Defense attorneys also pointed to a questionnaire Pasadena psychologist Michael P. Maloney gave Jackson, who was asked to complete statements by filling in blanks. They included, "I get angry when . . . I see happy white boys"; "My greatest mistake was . . . to trust white people"; "My secret ambition in life . . . is to create a black nation."
Jackson said that many of his answers were written in anger and did not reflect his real feelings. "I was fed up with a battery of tests (by) a doctor who, over a period of four months, told me he didn't know what racism was," he testified.
Jackson also noted that the doctors were hired by the city of Hawthorne, which he claims wanted to oust him because of his battle against racism in the Police Department.
Jackson testified that the white officers working under him made it clear that they resented his being their sergeant and that threats had been made against his life.

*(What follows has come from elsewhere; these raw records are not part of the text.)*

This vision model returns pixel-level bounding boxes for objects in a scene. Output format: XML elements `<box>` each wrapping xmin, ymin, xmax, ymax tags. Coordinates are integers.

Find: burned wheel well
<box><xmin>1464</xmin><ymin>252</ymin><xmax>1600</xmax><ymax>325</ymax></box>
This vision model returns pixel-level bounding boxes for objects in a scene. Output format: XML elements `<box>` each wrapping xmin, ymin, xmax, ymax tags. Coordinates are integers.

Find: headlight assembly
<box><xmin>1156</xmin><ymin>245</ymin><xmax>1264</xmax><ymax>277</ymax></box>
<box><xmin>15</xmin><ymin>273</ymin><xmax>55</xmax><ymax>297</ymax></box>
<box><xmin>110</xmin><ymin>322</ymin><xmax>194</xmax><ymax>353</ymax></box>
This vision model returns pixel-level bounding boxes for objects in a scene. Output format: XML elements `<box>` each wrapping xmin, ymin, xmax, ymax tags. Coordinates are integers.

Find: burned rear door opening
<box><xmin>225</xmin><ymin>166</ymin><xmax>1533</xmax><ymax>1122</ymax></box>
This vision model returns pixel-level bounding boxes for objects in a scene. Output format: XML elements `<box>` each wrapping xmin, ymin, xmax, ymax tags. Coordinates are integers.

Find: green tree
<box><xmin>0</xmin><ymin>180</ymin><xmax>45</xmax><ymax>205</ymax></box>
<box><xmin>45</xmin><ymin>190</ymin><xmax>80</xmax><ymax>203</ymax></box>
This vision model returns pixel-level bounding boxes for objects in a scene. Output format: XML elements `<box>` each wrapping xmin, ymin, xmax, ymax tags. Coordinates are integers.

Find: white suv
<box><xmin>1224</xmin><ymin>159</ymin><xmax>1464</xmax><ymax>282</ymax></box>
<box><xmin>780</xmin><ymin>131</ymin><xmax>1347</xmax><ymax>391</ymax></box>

He said pictures of him were posted at the Torrance Police Department, the Los Angeles County Sheriff's Department Firestone Station and a station of the Los Angeles Police Department. The pictures had either a bull's-eye or an arrow drawn through this head, with blood dripping on both sides and slurs scrawled across.
Jackson also said Hawthorne police officers made frequent racial slurs in the station and in the field.
Jackson testified, for example, that he found a picture of a Ku Klux Klan cross-burning ceremony in the Hawthorne Police Department. As a member of the police union, Jackson was in charge of filling the candy machine. The KKK picture had been attached to the machine, with the note: "Hey, boy, if you don't put some candy in this machine, this could be you," Jackson said.
Al Ramsey, Dickey's attorney, asked Jackson: "Didn't that strike you as being funny?"
Jackson responded: "Based on what I know of the history of the KKK, I didn't think it was funny. If I were Jewish and they put up a picture of Hitler, I would think it was offensive."